PREFACE BY THE AUTHOR

The incidents, the stores, the organizations and the individuals described in this book are real, not fictitious. At the time that this book goes to press, each one of the societies mentioned is actively engaged in the task of reducing the cost of living for its members. The National Housewives’ League has its headquarters at 25 West Forty-fifth Street, New York City. Mrs. Julian Heath, a real flesh and blood woman, is president of the organization. The Housewives’ Cooperative League is still working actively toward cooperative buying and no doubt for several years to come can be reached through its efficient secretary, Miss Edna 0. Crofton, Norwood, Ohio, a suburb of Cincinnati, from which city the organization directs its work.

The Cooperative Store at Montclair is a flourishing reality.
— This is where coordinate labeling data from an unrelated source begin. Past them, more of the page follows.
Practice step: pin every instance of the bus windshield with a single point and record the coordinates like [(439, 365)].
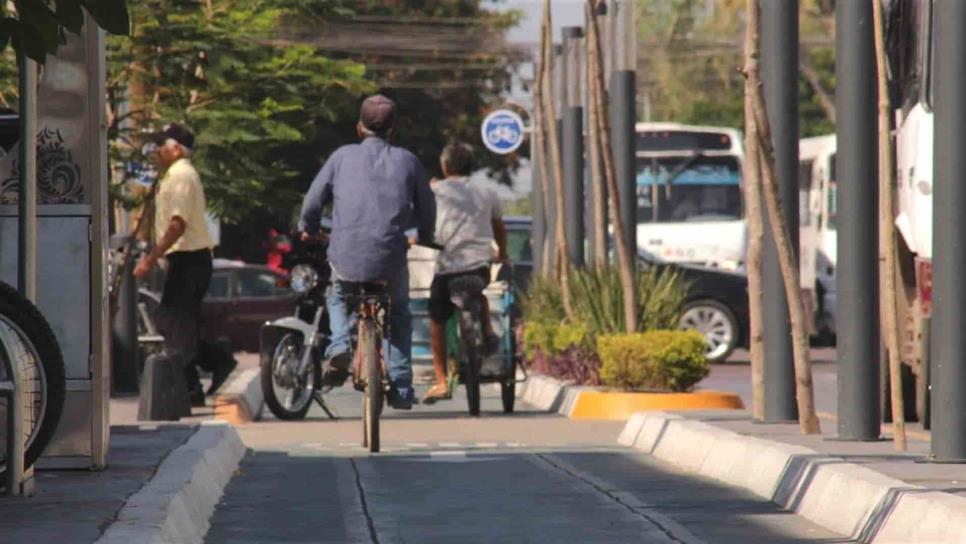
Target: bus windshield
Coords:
[(688, 189)]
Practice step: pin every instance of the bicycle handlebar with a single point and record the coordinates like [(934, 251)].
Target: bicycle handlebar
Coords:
[(430, 245)]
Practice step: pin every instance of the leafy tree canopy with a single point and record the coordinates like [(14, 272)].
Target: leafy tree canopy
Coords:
[(690, 53), (38, 27)]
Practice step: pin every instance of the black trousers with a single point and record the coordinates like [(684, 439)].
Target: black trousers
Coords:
[(189, 273)]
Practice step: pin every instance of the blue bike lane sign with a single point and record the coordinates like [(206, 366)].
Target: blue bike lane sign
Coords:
[(502, 131)]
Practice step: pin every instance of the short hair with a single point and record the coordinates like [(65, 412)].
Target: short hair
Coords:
[(457, 158)]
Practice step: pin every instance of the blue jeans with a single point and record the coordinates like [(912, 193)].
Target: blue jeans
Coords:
[(399, 345)]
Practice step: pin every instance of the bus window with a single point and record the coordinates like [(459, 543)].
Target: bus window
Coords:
[(688, 189)]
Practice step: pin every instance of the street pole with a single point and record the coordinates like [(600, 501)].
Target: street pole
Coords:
[(949, 252), (573, 144), (27, 201), (623, 90), (551, 212), (779, 68), (857, 172)]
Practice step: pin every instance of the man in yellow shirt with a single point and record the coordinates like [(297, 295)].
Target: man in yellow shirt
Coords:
[(181, 238)]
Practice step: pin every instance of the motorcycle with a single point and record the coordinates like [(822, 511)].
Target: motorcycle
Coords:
[(292, 347)]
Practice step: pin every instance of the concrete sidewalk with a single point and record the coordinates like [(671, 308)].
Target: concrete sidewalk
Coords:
[(77, 505), (865, 490)]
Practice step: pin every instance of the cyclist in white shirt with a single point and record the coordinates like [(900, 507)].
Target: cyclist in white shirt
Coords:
[(468, 222)]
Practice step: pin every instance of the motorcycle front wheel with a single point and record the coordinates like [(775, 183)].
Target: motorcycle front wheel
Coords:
[(41, 362), (288, 394)]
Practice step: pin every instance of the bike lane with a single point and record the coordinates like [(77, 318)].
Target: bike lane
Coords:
[(445, 477)]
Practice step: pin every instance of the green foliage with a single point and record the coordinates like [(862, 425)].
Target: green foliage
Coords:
[(253, 105), (542, 303), (661, 360), (38, 27), (552, 339), (598, 298)]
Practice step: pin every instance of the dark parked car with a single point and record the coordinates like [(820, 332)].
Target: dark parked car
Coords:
[(717, 303), (240, 299)]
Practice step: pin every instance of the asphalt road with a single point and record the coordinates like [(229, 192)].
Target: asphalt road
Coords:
[(446, 477)]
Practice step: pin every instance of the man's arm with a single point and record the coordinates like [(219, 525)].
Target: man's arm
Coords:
[(424, 206), (175, 230), (320, 194)]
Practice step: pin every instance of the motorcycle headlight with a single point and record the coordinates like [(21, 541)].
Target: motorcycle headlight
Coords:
[(304, 278)]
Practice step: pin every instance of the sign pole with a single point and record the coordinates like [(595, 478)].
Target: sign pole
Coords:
[(573, 144)]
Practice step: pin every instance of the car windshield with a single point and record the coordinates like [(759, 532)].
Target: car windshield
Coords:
[(688, 189)]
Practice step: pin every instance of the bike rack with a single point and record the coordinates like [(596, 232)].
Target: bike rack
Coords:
[(19, 480)]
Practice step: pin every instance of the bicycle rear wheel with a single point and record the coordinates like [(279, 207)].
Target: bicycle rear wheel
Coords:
[(373, 395), (470, 338)]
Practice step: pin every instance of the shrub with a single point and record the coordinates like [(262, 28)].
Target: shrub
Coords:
[(552, 339), (599, 299), (664, 360), (574, 364)]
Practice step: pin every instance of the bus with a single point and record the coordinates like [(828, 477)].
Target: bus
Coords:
[(818, 240), (689, 203)]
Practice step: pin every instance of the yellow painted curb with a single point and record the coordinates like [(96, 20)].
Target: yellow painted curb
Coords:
[(620, 406)]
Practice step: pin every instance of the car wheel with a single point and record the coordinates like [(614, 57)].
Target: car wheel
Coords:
[(716, 322)]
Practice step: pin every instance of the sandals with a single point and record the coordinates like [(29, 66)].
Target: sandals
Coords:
[(436, 393)]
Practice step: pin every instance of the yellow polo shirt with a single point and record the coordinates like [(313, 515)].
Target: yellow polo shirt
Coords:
[(180, 194)]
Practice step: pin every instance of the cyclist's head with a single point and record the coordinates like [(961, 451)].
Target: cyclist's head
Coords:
[(377, 116), (457, 160)]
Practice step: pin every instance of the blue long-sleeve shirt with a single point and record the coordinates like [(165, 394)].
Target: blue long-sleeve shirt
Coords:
[(377, 191)]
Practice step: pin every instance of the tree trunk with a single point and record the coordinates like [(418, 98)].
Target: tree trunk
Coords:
[(887, 238), (752, 194), (625, 262), (804, 393), (556, 170), (593, 141)]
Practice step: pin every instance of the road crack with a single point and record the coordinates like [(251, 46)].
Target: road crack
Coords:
[(373, 536), (615, 497)]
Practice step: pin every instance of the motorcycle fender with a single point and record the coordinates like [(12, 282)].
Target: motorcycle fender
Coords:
[(272, 332)]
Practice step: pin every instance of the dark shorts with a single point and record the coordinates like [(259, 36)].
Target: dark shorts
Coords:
[(440, 293)]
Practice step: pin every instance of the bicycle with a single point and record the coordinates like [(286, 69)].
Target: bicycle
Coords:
[(370, 376)]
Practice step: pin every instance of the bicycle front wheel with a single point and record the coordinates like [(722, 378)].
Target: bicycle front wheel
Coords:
[(470, 339), (373, 394)]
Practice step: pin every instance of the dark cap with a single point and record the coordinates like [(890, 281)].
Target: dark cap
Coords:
[(378, 113), (176, 132)]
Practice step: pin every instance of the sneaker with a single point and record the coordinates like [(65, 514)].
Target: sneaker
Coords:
[(336, 371), (221, 374)]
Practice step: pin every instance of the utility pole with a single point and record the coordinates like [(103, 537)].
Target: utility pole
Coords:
[(949, 253), (27, 200), (779, 67), (573, 143), (857, 172), (623, 91)]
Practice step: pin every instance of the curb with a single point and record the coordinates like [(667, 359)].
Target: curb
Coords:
[(175, 505), (843, 497), (586, 402), (242, 400)]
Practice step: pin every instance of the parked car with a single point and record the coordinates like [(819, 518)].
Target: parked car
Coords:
[(716, 306), (241, 298)]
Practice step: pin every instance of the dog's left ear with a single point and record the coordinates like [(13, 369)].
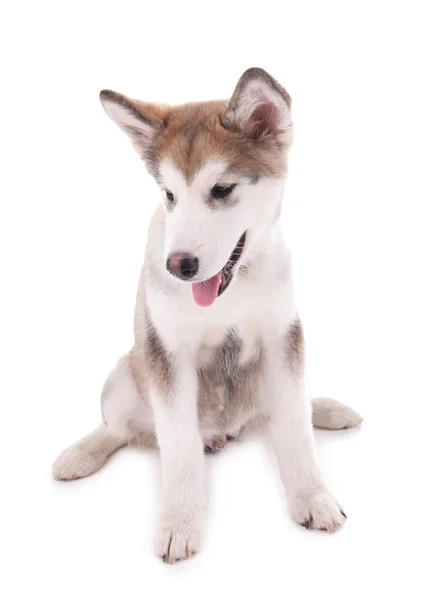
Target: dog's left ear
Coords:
[(141, 121), (260, 108)]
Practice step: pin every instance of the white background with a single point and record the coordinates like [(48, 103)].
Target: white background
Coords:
[(75, 205)]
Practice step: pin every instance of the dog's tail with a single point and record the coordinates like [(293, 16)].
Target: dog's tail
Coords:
[(330, 414)]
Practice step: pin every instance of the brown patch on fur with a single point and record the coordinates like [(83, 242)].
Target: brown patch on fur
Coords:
[(150, 362), (253, 74), (194, 134), (295, 345), (229, 392)]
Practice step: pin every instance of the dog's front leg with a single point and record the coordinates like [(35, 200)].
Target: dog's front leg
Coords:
[(182, 463), (291, 431)]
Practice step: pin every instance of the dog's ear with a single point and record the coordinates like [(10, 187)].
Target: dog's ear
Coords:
[(260, 108), (141, 121)]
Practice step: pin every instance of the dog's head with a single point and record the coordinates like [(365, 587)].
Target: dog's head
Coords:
[(221, 167)]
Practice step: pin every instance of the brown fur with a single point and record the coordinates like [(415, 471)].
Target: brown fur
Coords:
[(194, 134), (229, 392), (295, 345), (150, 363)]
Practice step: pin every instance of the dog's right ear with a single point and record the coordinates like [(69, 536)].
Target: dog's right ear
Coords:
[(260, 108), (141, 121)]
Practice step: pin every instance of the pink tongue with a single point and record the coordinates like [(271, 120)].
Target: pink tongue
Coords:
[(205, 292)]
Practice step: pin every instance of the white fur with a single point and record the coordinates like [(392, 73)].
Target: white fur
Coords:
[(260, 305)]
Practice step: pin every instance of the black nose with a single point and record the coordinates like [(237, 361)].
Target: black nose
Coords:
[(183, 266)]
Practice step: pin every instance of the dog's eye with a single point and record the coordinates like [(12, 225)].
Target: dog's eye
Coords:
[(222, 191)]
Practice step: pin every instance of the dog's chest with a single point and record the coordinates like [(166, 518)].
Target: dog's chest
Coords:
[(229, 369)]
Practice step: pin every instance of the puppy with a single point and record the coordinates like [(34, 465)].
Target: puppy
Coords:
[(218, 342)]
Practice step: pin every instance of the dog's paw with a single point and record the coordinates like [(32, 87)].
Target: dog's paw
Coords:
[(76, 462), (318, 511), (177, 538)]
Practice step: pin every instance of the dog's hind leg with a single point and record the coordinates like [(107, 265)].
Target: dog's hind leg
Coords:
[(330, 414), (86, 456), (126, 419)]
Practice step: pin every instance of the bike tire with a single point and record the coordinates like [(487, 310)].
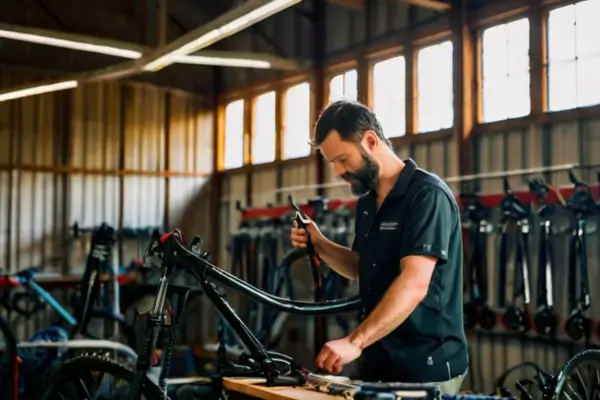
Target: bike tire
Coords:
[(77, 368), (586, 356), (8, 360)]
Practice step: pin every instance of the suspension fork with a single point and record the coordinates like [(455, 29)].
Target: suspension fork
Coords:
[(577, 325), (545, 319), (516, 318)]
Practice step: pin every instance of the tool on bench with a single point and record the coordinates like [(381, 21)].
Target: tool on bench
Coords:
[(582, 206), (514, 212), (545, 319), (317, 275), (477, 310)]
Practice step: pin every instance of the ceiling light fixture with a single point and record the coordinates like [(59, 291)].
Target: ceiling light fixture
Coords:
[(249, 13), (35, 90)]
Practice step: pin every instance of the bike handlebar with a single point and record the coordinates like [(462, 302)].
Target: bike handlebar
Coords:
[(170, 249)]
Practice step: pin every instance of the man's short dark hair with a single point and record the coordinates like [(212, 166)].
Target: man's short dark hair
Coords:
[(350, 119)]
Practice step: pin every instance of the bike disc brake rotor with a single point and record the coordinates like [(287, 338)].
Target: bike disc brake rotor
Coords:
[(582, 382)]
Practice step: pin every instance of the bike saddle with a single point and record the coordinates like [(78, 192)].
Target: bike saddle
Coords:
[(515, 319), (577, 325), (487, 317), (28, 273), (511, 206), (582, 201), (470, 315), (545, 321)]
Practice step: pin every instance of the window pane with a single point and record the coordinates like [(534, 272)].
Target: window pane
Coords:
[(561, 34), (494, 98), (344, 86), (234, 135), (588, 81), (562, 90), (506, 46), (434, 82), (518, 100), (336, 88), (263, 141), (389, 95), (518, 46), (351, 85), (587, 28), (495, 51), (297, 122)]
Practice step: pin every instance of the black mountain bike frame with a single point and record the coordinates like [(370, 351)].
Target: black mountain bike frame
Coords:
[(171, 253)]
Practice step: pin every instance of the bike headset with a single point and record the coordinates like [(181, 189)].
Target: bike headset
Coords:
[(583, 206), (514, 212), (545, 319), (477, 309), (90, 289)]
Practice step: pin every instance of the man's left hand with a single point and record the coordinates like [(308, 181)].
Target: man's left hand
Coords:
[(337, 353)]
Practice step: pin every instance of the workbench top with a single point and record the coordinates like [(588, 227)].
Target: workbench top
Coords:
[(255, 387)]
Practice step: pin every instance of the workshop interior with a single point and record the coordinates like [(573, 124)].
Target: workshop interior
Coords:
[(154, 155)]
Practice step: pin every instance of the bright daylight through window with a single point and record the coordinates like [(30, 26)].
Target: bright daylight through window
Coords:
[(234, 135), (434, 83), (574, 56), (505, 73), (263, 139), (389, 95), (344, 86), (296, 135)]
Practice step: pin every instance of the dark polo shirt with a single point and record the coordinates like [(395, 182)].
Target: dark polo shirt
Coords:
[(419, 216)]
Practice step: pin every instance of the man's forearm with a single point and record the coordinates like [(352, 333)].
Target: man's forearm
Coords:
[(397, 304), (341, 259)]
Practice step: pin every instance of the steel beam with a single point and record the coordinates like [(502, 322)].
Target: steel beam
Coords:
[(431, 4)]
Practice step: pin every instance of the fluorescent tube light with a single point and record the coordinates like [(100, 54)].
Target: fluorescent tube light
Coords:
[(35, 90), (225, 30), (70, 44)]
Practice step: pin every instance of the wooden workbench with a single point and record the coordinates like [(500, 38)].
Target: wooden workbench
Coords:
[(255, 387)]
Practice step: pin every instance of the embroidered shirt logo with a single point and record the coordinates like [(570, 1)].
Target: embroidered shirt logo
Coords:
[(388, 226)]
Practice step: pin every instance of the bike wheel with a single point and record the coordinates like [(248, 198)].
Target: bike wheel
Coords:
[(571, 382), (84, 378), (8, 357)]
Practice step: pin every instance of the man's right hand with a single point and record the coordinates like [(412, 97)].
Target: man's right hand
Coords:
[(299, 236)]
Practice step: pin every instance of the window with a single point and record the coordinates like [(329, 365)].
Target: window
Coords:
[(297, 122), (234, 135), (263, 139), (505, 91), (344, 86), (389, 95), (574, 56), (434, 85)]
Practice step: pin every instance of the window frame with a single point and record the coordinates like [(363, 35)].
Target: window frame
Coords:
[(373, 61), (243, 100), (284, 92), (254, 118), (480, 67), (337, 71), (546, 60), (420, 46)]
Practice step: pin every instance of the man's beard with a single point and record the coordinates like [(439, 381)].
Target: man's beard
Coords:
[(365, 179)]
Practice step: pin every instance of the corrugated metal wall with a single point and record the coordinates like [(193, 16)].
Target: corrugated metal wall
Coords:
[(536, 146), (101, 153)]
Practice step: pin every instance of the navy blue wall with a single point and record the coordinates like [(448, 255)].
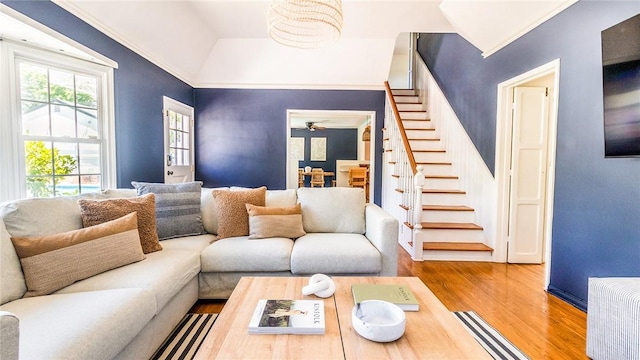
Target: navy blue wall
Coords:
[(342, 144), (139, 87), (596, 215), (241, 134)]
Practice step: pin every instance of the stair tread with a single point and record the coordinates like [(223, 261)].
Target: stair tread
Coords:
[(446, 226), (440, 177), (443, 191), (433, 163), (454, 246), (447, 208), (452, 226)]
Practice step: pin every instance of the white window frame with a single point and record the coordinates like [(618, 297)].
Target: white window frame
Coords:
[(12, 167)]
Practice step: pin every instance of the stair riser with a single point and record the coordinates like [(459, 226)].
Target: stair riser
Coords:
[(444, 199), (410, 107), (442, 170), (406, 99), (425, 144), (421, 134), (448, 216), (430, 156), (405, 92), (457, 255), (453, 235), (417, 124), (437, 183), (414, 115)]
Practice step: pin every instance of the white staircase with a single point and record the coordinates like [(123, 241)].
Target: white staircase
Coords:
[(444, 227)]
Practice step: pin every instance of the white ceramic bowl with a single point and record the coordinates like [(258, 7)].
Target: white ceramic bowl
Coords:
[(378, 320)]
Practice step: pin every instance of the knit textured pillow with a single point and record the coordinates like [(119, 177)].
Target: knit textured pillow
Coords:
[(51, 262), (177, 207), (233, 219), (266, 222), (96, 212)]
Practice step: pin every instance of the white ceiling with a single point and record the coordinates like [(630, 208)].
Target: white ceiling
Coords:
[(224, 43)]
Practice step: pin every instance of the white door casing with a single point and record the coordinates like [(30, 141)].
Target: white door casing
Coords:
[(178, 142), (528, 175)]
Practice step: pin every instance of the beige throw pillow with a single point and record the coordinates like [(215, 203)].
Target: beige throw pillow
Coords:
[(266, 222), (52, 262), (96, 212), (233, 219)]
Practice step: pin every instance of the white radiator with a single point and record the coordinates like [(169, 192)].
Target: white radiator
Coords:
[(613, 319)]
The Experimental Farm at Medford, Long Island, is still encouraging local farmers to sell direct to the housewives of Greater New York and vicinity by parcel post and express. Even Mrs. Larry and her friend, Claire Pierce, exist under other names, and they participated in the adventures herein described.

This explanation is given because when the chapters appeared originally in the Woman’s Home Companion, the author received many letters containing queries of this nature: “Is there such an organization as the National Housewives’ League, the Housewives’ Cooperative League, a Cooperative Store in Montclair?” “Is there such a farm as you describe under the title of the Experimental Farm at Medford? If so, I want to get in touch with its superintendent.”

The material in this book, which is of profound interest to all home-makers present or prospective, is presented in fiction form because the writer, being a housekeeper, realizes that household routine is so much a business of facts and figures that studies in thrift are more acceptable to busy women when brightened by the little touch of romance that goes so far in leavening the day’s work of the homemaker.